[Postgres + MongoDB] Resumable replication #163

rkistner · 2024-12-11T16:53:59Z

Problem Statement

When updating sync rules, we perform initial replication from the source database with the new sync rules. This involves doing an initial snapshot, then streaming incremental changes.

For large source databases, initial replication can take a long time. Historically we did not implement resuming for the initial snapshot queries - only for the initial replication stream.

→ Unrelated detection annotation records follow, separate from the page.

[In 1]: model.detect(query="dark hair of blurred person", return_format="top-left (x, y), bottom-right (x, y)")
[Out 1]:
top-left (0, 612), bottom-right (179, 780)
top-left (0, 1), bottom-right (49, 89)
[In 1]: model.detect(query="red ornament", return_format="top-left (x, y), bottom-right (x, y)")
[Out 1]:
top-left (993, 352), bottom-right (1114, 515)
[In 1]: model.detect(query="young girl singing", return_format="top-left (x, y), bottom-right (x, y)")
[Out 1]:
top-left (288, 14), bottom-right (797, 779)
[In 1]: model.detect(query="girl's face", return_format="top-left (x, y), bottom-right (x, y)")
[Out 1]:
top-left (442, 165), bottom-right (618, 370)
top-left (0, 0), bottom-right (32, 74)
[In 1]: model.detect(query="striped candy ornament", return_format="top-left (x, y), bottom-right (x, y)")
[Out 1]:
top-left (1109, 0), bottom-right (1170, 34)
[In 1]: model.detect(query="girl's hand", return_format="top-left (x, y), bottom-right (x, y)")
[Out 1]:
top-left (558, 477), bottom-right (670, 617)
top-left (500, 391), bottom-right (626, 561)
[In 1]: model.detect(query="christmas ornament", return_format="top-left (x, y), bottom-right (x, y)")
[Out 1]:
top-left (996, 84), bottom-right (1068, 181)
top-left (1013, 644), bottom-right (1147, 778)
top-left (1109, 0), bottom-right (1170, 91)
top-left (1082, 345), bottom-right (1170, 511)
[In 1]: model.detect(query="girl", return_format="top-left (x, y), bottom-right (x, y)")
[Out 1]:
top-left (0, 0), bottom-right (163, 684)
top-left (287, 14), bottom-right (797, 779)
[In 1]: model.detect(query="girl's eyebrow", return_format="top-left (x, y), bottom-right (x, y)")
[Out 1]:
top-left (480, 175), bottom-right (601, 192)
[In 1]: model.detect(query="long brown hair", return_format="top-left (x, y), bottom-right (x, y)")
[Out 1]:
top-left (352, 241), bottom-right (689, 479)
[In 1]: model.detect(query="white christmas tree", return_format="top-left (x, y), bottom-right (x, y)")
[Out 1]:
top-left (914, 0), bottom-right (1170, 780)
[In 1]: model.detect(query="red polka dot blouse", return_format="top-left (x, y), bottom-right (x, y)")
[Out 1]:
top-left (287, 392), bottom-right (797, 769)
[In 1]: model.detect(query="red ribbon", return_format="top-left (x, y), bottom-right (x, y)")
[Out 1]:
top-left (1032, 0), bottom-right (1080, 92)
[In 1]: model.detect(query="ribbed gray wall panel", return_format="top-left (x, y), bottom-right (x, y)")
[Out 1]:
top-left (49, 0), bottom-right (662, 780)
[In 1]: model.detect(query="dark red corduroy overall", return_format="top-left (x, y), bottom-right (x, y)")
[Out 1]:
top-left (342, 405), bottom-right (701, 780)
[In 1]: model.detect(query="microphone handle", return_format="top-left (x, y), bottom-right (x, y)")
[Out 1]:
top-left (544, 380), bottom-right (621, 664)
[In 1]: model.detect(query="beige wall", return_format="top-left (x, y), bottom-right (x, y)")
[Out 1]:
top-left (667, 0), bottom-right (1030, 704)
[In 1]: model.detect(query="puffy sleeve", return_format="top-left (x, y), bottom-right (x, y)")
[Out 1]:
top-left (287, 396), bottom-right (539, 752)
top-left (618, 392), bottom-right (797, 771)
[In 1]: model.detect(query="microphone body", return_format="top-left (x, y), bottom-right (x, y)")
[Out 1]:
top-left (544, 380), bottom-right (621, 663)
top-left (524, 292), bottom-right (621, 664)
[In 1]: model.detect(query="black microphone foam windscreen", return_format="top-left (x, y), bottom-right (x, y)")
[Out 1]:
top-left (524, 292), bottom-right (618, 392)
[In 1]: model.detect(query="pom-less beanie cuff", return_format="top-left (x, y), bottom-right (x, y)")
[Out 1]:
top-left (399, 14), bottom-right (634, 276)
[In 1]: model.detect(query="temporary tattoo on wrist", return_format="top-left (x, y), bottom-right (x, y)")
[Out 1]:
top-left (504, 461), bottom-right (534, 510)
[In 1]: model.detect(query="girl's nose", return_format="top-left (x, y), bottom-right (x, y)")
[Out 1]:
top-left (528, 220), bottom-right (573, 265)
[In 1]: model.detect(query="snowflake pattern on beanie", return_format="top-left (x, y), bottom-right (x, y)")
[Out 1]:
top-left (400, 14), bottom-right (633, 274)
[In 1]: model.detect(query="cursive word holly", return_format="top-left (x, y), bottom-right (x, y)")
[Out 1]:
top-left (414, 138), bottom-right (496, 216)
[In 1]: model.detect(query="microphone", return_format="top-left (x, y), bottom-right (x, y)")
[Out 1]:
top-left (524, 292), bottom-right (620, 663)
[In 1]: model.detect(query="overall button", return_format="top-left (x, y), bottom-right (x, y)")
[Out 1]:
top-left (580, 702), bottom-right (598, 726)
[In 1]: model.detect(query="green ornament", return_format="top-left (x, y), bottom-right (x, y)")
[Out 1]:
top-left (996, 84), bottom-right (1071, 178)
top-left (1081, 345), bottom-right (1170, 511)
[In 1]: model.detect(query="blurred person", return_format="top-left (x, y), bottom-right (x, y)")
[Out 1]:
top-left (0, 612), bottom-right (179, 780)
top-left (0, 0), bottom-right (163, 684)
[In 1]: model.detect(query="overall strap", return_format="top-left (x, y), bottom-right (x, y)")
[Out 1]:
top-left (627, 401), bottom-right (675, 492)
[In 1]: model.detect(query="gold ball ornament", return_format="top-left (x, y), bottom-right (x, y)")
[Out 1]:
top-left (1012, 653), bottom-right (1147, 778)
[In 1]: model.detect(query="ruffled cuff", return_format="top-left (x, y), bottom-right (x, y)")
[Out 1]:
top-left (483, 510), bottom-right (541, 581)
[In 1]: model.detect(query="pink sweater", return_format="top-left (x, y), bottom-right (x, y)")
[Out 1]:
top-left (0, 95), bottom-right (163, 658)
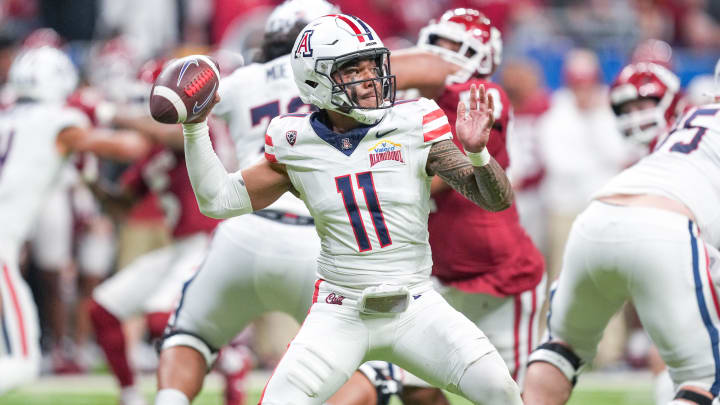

So if the replication process/container crashed/restarted in that process, we had to restart the snapshot from scratch.

We have already implemented partial mitigations for Postgres source databases:

[Postgres] Resumeable initial replication #150 added support to skipping tables already replicated.
[Postgres] Improve timeouts and table snapshots #152 improved table snapshots to be faster when retrying - avoiding writing the same rows again.

The fix

This implements the same mitigations for MongoDB source databases, and additionally attempts to chunk initial snapshot queries using the primary key, allowing us to fully resume initial replication where we left off. This is basically repeated queries of the form SELECT * from <table> WHERE id > :lastId LIMIT 10000, instead of just using a single SELECT * FROM <table> query.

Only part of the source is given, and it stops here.